Damit kommen wir nun zu dem entscheidenden Punkt. Das System beruhte von Beginn an im Wesentlichen auf Angst, der Angst davor, dass jedem Einzelnen etwas verwehrt, vorenthalten oder angetan werden konnte, und zwar willkürlich ohne Klagemöglichkeit. Diese Angst ging unter dem Eindruck des von der Sowjetunion verlorenen Kalten Krieges und der Politik Michael Gorbatschows schrittweise verloren.
Seit Mai 1989 formierte sich mehr und mehr Widerstand. Man merkte irgendwie, dass das System seine Kraft verloren hatte und letztlich die sowjetischen Panzer nicht rollen würden. Den öffentlichen Rufen „Wir wollen raus!“ folgte nicht mehr die sofortige Inhaftierung. Dem Ruf „Wir bleiben hier!“ - eine offensichtliche Drohung -
konnte ohnehin schwer begegnet werden, ließ er sich doch als Treuebekenntnis umdeuten. Der Ruf „Wir sind das Volk!“ ließ schließlich den gesamten Machtapparat zusammenbrechen.
Es war eine Revolution, ein echter Umbruch und nicht die von Egon Krenz gewünschte Wende, obwohl dieses Wort vermutlich nicht mehr wegzubekommen ist.

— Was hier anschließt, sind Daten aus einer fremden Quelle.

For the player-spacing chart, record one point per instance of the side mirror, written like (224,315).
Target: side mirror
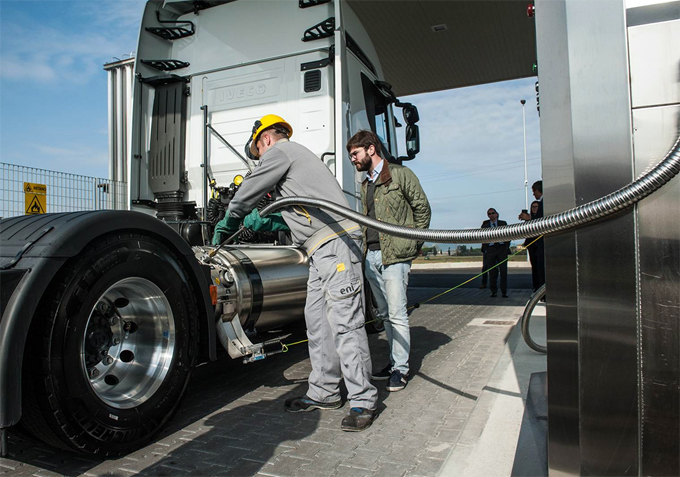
(410,114)
(412,138)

Die Revolution stürzte auf friedlichem Wege ein bis an die Zähne bewaffnetes System. Wie war das möglich? - Eine Revolution ist nichts anderes, als eine morsche Tür einzutreten. Das System war wirklich morsch. Doch bis zum Beweis dafür vermochten viele Menschen dies nicht zu glauben.